1) When I looked at the solution for this problem, I found that when current source was zeroed, to find $R_{eq}$ they combined two bottom resistors ($5\,\Omega$ and $10\,\Omega$ resistors) that were in series and then combined it to a $5\,\Omega$ resistor that was in parallel.

However, I don't understand why two $5\,\Omega$ resistors are not in series but $5\,\Omega$ and $10\,\Omega$ resistors are? Is it because of a voltage source?

2) When a voltage source was zeroed, they used the following to compute $i_s$:
$$-1 * \frac{10}{(10+5)}.$$
So, is this a current divider formula that was used to compute a current through a $5\,\Omega$ resistor? If so, why is it negative? And how do I know that the current will go down before node 2?

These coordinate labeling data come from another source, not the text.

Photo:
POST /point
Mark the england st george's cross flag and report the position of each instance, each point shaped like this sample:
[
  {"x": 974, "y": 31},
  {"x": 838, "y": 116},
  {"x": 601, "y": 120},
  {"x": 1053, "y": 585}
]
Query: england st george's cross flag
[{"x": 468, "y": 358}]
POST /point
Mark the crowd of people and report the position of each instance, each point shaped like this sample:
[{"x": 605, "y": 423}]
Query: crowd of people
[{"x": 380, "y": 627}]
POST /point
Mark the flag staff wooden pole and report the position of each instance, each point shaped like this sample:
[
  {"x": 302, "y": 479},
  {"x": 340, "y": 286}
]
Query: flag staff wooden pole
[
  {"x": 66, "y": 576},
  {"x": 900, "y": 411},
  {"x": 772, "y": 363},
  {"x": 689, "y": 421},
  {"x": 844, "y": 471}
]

Also, for some reason they wrote that the current through the top $5\,\Omega$ resistor is 0 which I don't understand.

Best Answer

1) To look at the behavior due to only the voltage source, you open the current source. At that point the upper $5\,\Omega$ is parallel to the source, and the other $5\,\Omega$ and $10\,\Omega$ end up in series with each other, parallel to the source. Draw a picture, combining the two dots near the $v_2$ reference.

2) To look at only the current source, short the voltage source, replacing it with a wire. That also shorts the top $5\,\Omega$, so it gets no current. $i_s$ is then the current travelling up through the lower $5\,\Omega$ resistor. Yes, it's a current divider, but $i_s$ is opposite the +1 A source.